What also lingers is Kuang’s portrayal of the compromises women make when navigating traditionally male environments. The number of times Alice’s internal monologue made me pause and think, god, I did that for a man too—whether to gain approval, protection, or just to keep a seat at the table—was gross in its familiarity. It’s the kind of truth that makes you flinch, but also makes you feel seen. Kuang puts words to the contradictions: the simultaneous need to succeed on your own terms and the desire to still feel wanted, desirable, human.
“And if falling in love was discovery, was letting yourself be discovered the equivalent to being loved?”
Of course, Katabasis isn’t flawless. The latter portion lingers in Hell longer than necessary, weighted down by dense description and a tendency to luxuriate in its own philosophical tangents. At times, Peter’s backstory threatens to overshadow Alice. Still, the writing itself never felt pretentious—despite the heavy themes and academic framing, the prose was accessible, fluid, and easy to fall into.

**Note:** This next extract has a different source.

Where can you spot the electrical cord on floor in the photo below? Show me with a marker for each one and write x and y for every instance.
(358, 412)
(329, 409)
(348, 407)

“For a moment she found this prospect terrifying—that memory was not a well-kept library, but rather a moth-eaten basement with dim, flickering lights—but remembered then that this was just how everyone lived all the time; how she herself had lived most of her life. You groped around in the dark. You settled for stories, not recordings. You made do with the bits you had and tried your best to fill in the rest”
And then there’s Alice and Peter’s relationship: peak academic in the best (and worst) sense. Two people circling each other in dim lecture halls and hellish landscapes alike, utterly incapable of saying what they actually need to, yet bound together by intellectual tension and unspoken want. Their dynamic is less about sweeping gestures and more about sharp edges, awkward silences, and the agony of never quite bridging the gap. That strain made their connection feel real, and ultimately, unforgettable.
In the end, Katabasis is not an easy read, nor is it a perfect one. But it’s the kind of book that crawls under your skin and stays there—ambitious, messy, devastatingly sharp. Kuang takes the intellectual weight of dark academia and cracks it open to reveal something more human: the cost of ambition, the compromises of desire, and the unbearable weight of being a woman who is both exhausted and unrelenting.